Most types of trace header keep the size at offset 0x00 but reduced to 16 bits. The high 16 bits are used for differentiating the types. The scheme for differentiation looks like it accommodated originally separate considerations and then settled. What remains is a mixture of bit flags for the byte at offset 0x03 and an enumeration for the byte at offset 0x02, but with few enough combinations in actual use that they are alternatively defined as values for the word at offset 0x02 or as masks from which to form the whole dword, e.g., by combining with the size.

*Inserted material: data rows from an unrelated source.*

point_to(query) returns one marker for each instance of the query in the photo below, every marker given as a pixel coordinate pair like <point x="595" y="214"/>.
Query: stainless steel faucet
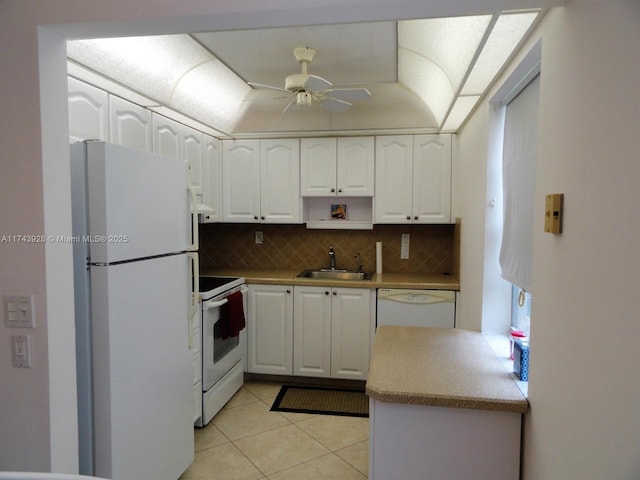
<point x="332" y="259"/>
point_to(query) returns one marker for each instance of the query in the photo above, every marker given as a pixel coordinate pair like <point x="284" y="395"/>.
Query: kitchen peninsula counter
<point x="441" y="405"/>
<point x="440" y="367"/>
<point x="379" y="280"/>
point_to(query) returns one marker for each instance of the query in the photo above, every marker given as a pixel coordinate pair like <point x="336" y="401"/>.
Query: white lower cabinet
<point x="331" y="332"/>
<point x="309" y="331"/>
<point x="270" y="329"/>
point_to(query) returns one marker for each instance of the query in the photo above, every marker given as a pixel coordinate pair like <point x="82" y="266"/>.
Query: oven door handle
<point x="210" y="304"/>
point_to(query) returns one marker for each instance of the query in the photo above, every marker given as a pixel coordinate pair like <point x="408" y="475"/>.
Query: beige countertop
<point x="440" y="367"/>
<point x="382" y="280"/>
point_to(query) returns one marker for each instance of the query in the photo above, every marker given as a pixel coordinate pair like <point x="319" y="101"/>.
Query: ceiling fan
<point x="307" y="89"/>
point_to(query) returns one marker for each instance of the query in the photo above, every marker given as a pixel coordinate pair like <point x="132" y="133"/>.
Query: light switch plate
<point x="21" y="351"/>
<point x="18" y="311"/>
<point x="553" y="213"/>
<point x="404" y="246"/>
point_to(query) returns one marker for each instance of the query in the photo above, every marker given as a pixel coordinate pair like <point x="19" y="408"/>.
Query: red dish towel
<point x="232" y="316"/>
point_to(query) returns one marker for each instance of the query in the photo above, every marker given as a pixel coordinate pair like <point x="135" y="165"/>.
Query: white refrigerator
<point x="134" y="257"/>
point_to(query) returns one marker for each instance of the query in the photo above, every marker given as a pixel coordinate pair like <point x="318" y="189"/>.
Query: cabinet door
<point x="350" y="323"/>
<point x="166" y="136"/>
<point x="129" y="124"/>
<point x="394" y="187"/>
<point x="270" y="329"/>
<point x="312" y="331"/>
<point x="212" y="183"/>
<point x="318" y="160"/>
<point x="280" y="181"/>
<point x="432" y="179"/>
<point x="241" y="181"/>
<point x="356" y="163"/>
<point x="193" y="153"/>
<point x="88" y="112"/>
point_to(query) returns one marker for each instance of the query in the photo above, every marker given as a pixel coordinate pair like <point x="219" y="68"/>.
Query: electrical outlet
<point x="404" y="247"/>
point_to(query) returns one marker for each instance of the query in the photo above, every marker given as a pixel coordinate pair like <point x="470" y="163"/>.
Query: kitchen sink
<point x="328" y="274"/>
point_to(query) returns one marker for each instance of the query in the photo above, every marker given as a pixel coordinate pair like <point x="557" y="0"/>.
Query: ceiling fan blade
<point x="350" y="94"/>
<point x="316" y="83"/>
<point x="292" y="107"/>
<point x="268" y="87"/>
<point x="334" y="104"/>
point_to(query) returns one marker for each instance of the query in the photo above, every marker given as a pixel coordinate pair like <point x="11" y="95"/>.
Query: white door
<point x="280" y="181"/>
<point x="143" y="380"/>
<point x="318" y="161"/>
<point x="241" y="180"/>
<point x="312" y="331"/>
<point x="129" y="124"/>
<point x="350" y="323"/>
<point x="432" y="179"/>
<point x="88" y="112"/>
<point x="270" y="329"/>
<point x="356" y="164"/>
<point x="394" y="187"/>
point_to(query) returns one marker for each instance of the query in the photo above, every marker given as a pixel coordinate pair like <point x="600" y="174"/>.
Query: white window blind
<point x="518" y="183"/>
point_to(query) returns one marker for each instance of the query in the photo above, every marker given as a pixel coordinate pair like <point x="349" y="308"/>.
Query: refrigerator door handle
<point x="209" y="305"/>
<point x="194" y="217"/>
<point x="195" y="294"/>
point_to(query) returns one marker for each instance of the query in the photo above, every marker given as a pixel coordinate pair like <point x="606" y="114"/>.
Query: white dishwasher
<point x="416" y="308"/>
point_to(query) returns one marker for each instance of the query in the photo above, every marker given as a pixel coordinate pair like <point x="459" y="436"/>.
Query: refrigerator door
<point x="138" y="204"/>
<point x="142" y="369"/>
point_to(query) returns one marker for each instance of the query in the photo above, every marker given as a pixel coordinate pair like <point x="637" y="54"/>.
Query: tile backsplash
<point x="294" y="247"/>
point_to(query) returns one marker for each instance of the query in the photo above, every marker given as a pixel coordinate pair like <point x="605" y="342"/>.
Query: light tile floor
<point x="246" y="441"/>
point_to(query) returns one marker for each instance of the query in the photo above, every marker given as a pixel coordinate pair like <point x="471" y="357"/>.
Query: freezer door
<point x="143" y="374"/>
<point x="138" y="204"/>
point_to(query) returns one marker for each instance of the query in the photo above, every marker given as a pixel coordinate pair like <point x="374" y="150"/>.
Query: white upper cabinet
<point x="318" y="163"/>
<point x="413" y="179"/>
<point x="88" y="112"/>
<point x="212" y="180"/>
<point x="432" y="178"/>
<point x="261" y="181"/>
<point x="394" y="190"/>
<point x="129" y="124"/>
<point x="241" y="181"/>
<point x="280" y="181"/>
<point x="167" y="139"/>
<point x="356" y="165"/>
<point x="337" y="166"/>
<point x="173" y="139"/>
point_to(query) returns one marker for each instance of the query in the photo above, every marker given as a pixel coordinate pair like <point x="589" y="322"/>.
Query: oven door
<point x="218" y="355"/>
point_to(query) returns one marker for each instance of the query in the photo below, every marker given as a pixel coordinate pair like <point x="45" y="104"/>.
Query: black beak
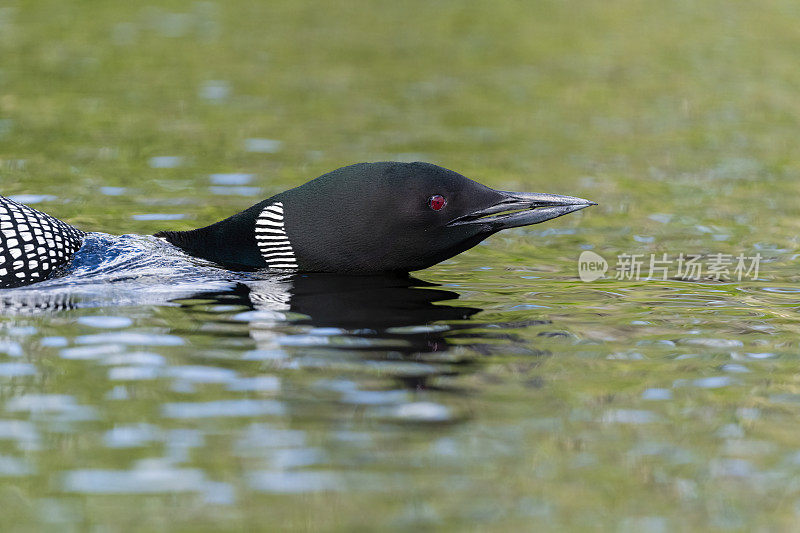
<point x="523" y="209"/>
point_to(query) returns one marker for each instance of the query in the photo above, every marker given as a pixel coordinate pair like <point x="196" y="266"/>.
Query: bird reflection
<point x="379" y="319"/>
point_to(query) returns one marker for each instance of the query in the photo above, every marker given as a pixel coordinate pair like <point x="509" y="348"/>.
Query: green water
<point x="510" y="395"/>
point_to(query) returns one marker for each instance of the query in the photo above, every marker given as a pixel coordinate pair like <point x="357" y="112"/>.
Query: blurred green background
<point x="680" y="118"/>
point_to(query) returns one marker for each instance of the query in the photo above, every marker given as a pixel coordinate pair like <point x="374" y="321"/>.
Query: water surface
<point x="496" y="391"/>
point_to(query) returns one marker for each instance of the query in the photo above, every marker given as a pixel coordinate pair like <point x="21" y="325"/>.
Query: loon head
<point x="370" y="218"/>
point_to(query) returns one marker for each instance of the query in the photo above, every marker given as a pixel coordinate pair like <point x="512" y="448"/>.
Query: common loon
<point x="361" y="219"/>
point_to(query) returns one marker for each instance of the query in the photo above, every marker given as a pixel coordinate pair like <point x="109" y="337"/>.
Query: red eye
<point x="437" y="201"/>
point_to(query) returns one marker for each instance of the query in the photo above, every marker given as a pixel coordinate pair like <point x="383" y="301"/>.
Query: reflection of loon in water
<point x="368" y="218"/>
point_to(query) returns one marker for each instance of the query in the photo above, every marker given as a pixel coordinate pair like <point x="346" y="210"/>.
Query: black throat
<point x="230" y="242"/>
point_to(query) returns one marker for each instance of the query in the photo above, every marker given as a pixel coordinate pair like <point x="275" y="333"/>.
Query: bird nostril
<point x="436" y="202"/>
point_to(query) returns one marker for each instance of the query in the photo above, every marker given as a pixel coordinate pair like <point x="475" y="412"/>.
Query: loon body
<point x="362" y="219"/>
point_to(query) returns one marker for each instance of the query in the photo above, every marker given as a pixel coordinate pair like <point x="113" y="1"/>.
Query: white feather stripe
<point x="277" y="255"/>
<point x="271" y="238"/>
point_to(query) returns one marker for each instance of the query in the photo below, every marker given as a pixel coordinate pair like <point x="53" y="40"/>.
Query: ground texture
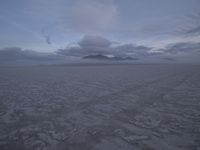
<point x="114" y="107"/>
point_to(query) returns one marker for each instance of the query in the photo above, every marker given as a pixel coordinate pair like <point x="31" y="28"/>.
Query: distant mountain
<point x="104" y="57"/>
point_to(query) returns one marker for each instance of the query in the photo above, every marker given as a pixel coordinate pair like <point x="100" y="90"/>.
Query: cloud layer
<point x="93" y="46"/>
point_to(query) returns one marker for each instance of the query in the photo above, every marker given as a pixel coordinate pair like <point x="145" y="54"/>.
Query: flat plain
<point x="100" y="107"/>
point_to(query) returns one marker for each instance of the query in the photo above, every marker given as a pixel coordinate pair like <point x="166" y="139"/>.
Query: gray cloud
<point x="184" y="47"/>
<point x="90" y="45"/>
<point x="13" y="54"/>
<point x="92" y="16"/>
<point x="46" y="36"/>
<point x="192" y="25"/>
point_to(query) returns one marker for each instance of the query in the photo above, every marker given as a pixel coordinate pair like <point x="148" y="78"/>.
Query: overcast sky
<point x="51" y="25"/>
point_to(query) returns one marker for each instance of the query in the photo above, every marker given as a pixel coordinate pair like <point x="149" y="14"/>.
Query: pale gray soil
<point x="114" y="107"/>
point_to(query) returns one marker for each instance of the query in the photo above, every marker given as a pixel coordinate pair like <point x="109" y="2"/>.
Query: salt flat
<point x="108" y="107"/>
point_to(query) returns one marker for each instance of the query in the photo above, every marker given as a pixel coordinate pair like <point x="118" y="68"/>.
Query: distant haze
<point x="64" y="31"/>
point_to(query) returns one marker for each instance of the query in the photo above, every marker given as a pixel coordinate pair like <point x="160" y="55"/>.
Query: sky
<point x="140" y="27"/>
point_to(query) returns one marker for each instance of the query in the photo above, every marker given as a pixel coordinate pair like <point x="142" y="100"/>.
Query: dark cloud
<point x="94" y="41"/>
<point x="184" y="47"/>
<point x="91" y="45"/>
<point x="192" y="25"/>
<point x="12" y="54"/>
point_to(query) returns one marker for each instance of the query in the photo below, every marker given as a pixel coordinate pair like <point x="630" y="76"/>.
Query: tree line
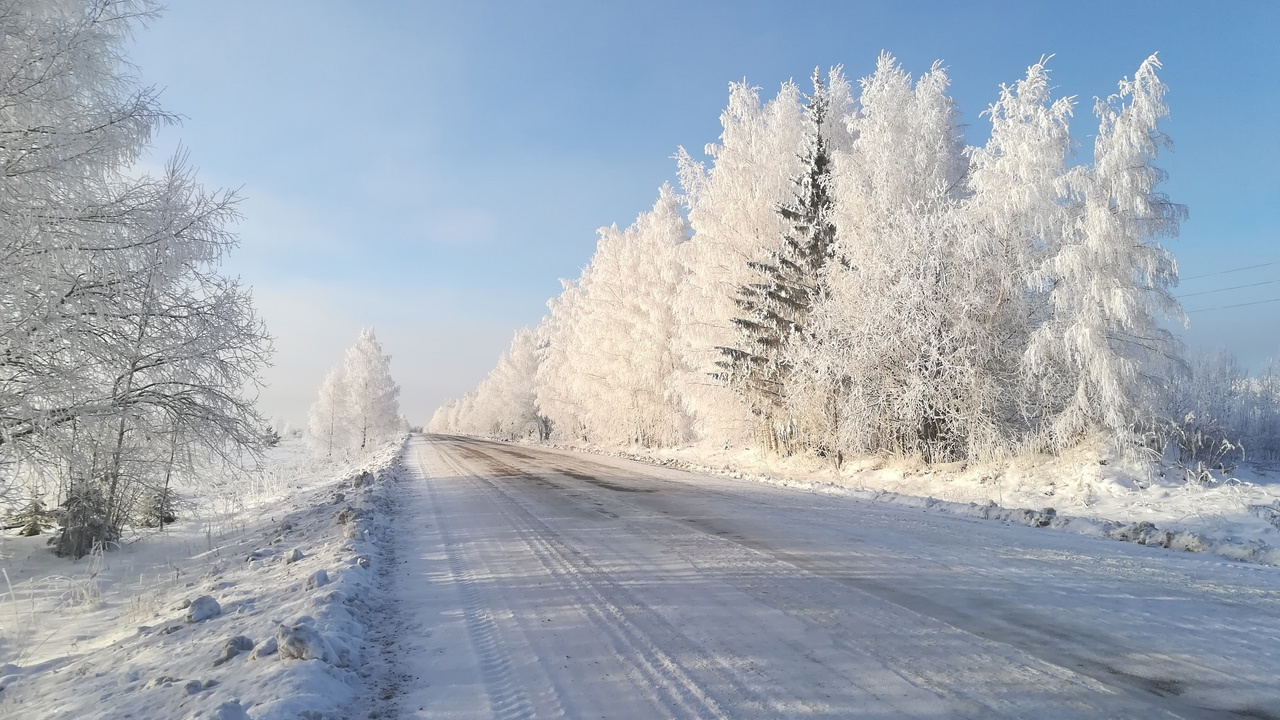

Though the high byte’s history as bit fields is plain enough from the high bit’s use for differentiating trace headers from a WNODE_HEADER, the neater presentation is to start with the values that most types of trace headers have for the byte at offset 0x02. The neatness is that values are defined even for types of trace header that don’t keep the value at offset 0x02 (or anywhere). No formal enumeration is known, just macro definitions from NTWMI.H:
Value | Name | Versions | Header |
---|---|---|---|
0x01 | TRACE_HEADER_TYPE_SYSTEM32 | 5.0 and higher | SYSTEM_TRACE_HEADER followed by 32-bit event data |
0x02 | TRACE_HEADER_TYPE_SYSTEM64 | 5.0 and higher | SYSTEM_TRACE_HEADER followed by 64-bit event data |
0x03 | TRACE_HEADER_TYPE_COMPACT32 | 6.2 and higher | compact SYSTEM_TRACE_HEADER followed by 32-bit event data |
0x04 | TRACE_HEADER_TYPE_COMPACT64 | 6.2 and higher | compact SYSTEM_TRACE_HEADER followed by 64-bit event data |
0x0A | TRACE_HEADER_TYPE_FULL_HEADER32 | 5.0 and higher | EVENT_TRACE_HEADER followed by 32-bit event data |
0x0B | TRACE_HEADER_TYPE_INSTANCE32 | 5.0 to 5.1 | EVENT_INSTANCE_HEADER followed by 32-bit event data |
5.2 and higher | EVENT_INSTANCE_GUID_HEADER followed by 32-bit event data |
||
0x0C | TRACE_HEADER_TYPE_TIMED | 5.0 and higher | |
0x0D | TRACE_HEADER_TYPE_ERROR | 5.0 and higher | |
0x0E | TRACE_HEADER_TYPE_WNODE_HEADER | 5.0 and higher | |
0x0F | TRACE_HEADER_TYPE_MESSAGE | 5.1 and higher | MESSAGE_TRACE_HEADER followed by message arguments |
0x10 | TRACE_HEADER_TYPE_PERFINFO32 | 5.1 and higher | PERFINFO_TRACE_HEADER with 32-bit event data as Data array |
0x11 | TRACE_HEADER_TYPE_PERFINFO64 | 5.1 and higher | PERFINFO_TRACE_HEADER with 64-bit event data as Data array |
0x12 | TRACE_HEADER_TYPE_EVENT_HEADER32 | 6.0 and higher | EVENT_HEADER followed by 32-bit event data |
0x13 | TRACE_HEADER_TYPE_EVENT_HEADER64 | 6.0 and higher | EVENT_HEADER followed by 64-bit event data |
0x14 | TRACE_HEADER_TYPE_FULL_HEADER64 | 6.0 and higher | EVENT_TRACE_HEADER followed by 64-bit event data |
0x15 | TRACE_HEADER_TYPE_INSTANCE64 | 6.0 and higher | EVENT_INSTANCE_GUID_HEADER followed by 64-bit event data |
See that even in the late 1990s, the definition of these types anticipated that the event-specific data may have different layouts when written by 32-bit and 64-bit event providers. These differences need to be distinguished for correct interpretation by 32-bit and 64-bit event consumers.
Though types 0x0C to 0x0E were still defined in 2015 for Microsoft’s disclosure of NTWMI.H, all three have long been out of use in one sense or another.